The Navy announced on Wednesday that it was cancelling the planned deployment of the USS Harry S Truman later this week. This action will leave the United States with only one aircraft carrier near the Persian Gulf for the first time in over two years. One consequence of the action is to reduce America's ability to deter Iranian military actions in the Gulf -- or to support any military operations against Iran.
One purpose of this action is to build pressure on Congress to vote for some alternative to the sequester cuts coming on March 1. Another is to adjust to painful budget adjustments in a rational way.

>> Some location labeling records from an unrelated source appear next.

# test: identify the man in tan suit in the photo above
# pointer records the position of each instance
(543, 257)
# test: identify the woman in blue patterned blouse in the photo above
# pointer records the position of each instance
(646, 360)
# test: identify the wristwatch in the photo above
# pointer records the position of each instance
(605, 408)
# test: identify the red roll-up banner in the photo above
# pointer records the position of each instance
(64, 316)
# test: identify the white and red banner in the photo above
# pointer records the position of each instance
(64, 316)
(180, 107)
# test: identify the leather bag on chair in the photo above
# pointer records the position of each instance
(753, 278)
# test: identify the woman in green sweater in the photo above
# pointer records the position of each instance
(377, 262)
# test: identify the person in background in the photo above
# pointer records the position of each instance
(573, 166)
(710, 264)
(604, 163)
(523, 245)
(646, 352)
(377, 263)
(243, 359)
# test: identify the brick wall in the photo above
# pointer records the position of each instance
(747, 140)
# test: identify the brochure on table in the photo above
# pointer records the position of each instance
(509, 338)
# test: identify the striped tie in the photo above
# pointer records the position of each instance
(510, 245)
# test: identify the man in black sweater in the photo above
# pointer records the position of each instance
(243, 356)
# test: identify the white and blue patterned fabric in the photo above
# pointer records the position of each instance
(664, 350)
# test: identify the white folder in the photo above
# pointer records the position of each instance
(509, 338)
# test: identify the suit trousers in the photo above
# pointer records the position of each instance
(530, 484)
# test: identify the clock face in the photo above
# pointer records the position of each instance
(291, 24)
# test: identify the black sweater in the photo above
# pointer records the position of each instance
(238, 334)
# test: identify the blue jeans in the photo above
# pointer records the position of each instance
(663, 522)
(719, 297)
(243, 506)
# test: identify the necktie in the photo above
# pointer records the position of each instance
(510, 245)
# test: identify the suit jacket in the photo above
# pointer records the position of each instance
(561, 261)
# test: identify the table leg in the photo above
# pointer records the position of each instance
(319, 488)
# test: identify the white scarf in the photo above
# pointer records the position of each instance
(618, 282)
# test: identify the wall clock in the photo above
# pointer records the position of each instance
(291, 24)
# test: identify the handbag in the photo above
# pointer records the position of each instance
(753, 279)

This sure looks like a "Washington monument cut," the kind of dramatic action budget officials take to forestall cuts, as if the only reduction the Interior Department could make its its spending was to close the Washington Monument. On the other hand, the sequester creates genuine dilemmas for rational planners.
Of course the defense budget can be trimmed. Significantly. But the sequester cuts require equal cuts in every program, the good, bad, and ugly alike. In the case of the Pentagon, military personnel spending is exempt, so the cuts fall on "operations and maintenance," which includes all civilian personnel and the ordinary fuel and other cuts just to train, transport, and operate the armed forces.
I wish hawks and doves would agree that military spending can and should be cut, but not in the stupid way the sequester requires -- and then find other spending cuts and revenue increases that make more sense.